Writing words and words when written
‘I write in order to peruse myself.’
– Henri Michaux
‘I write in order to pursue myself!’
-KarM
When I write it comes from nowhere and ends up solid. Inscribed and fixed on paper, on a digital page. Words fill space, yet are composed of shaped space.
The letters emerge and words form and ideas coalesce. Appointments can be kept and essential items remembered at supermarkets.

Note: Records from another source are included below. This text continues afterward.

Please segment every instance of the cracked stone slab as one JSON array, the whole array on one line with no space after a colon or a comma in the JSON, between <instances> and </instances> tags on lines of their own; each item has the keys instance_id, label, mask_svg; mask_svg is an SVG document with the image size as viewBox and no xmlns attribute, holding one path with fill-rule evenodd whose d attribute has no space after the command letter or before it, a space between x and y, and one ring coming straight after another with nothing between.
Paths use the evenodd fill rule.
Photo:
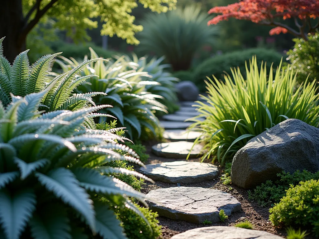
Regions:
<instances>
[{"instance_id":1,"label":"cracked stone slab","mask_svg":"<svg viewBox=\"0 0 319 239\"><path fill-rule=\"evenodd\" d=\"M200 133L196 131L187 131L184 129L168 129L164 131L163 136L165 139L171 141L194 142L200 135Z\"/></svg>"},{"instance_id":2,"label":"cracked stone slab","mask_svg":"<svg viewBox=\"0 0 319 239\"><path fill-rule=\"evenodd\" d=\"M203 147L197 144L193 147L191 142L178 141L161 143L152 146L152 152L155 155L170 158L186 159L190 151L190 158L197 158L201 154Z\"/></svg>"},{"instance_id":3,"label":"cracked stone slab","mask_svg":"<svg viewBox=\"0 0 319 239\"><path fill-rule=\"evenodd\" d=\"M193 117L188 115L180 115L177 114L170 114L164 115L163 118L166 120L169 120L170 121L178 121L183 122L185 121L186 120L192 118ZM200 120L204 120L204 118L198 118L197 119ZM193 123L194 121L190 121Z\"/></svg>"},{"instance_id":4,"label":"cracked stone slab","mask_svg":"<svg viewBox=\"0 0 319 239\"><path fill-rule=\"evenodd\" d=\"M217 166L204 163L175 161L147 164L140 172L153 180L164 183L189 183L216 178L219 171Z\"/></svg>"},{"instance_id":5,"label":"cracked stone slab","mask_svg":"<svg viewBox=\"0 0 319 239\"><path fill-rule=\"evenodd\" d=\"M150 209L160 216L197 224L205 220L219 221L221 209L229 216L241 209L241 204L231 194L217 189L173 187L152 190L147 195L157 200L147 202Z\"/></svg>"},{"instance_id":6,"label":"cracked stone slab","mask_svg":"<svg viewBox=\"0 0 319 239\"><path fill-rule=\"evenodd\" d=\"M161 127L167 129L185 129L194 122L179 122L174 121L160 121Z\"/></svg>"},{"instance_id":7,"label":"cracked stone slab","mask_svg":"<svg viewBox=\"0 0 319 239\"><path fill-rule=\"evenodd\" d=\"M173 236L171 239L282 239L279 236L256 230L216 226L196 228Z\"/></svg>"}]
</instances>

It is a strange magic, digestible, transferable, they are mine alone to be shared for any who see them, so they are my part of a shared inheritance; they are my words, they can convict me, they can get me fired, they did get me married, but as much as they are mine alone they don’t belong to me: I am renting them, leasing them, borrowing them, reordering them, playing with them.
So it may be that words are nothing but signs, they direct and they point but the horizon is broad, there is no one place at which they settle.
Words cannot be translated unless I craft them with precision, dedicate them to a form and framework, socially compatible citizenship, citizenship of shared sign consumption.
Yet still they are translated in myriad ways, is there a right way to read my words? Do I inform myself through them? Do I inform of myself through them? Psychologists earn money from this.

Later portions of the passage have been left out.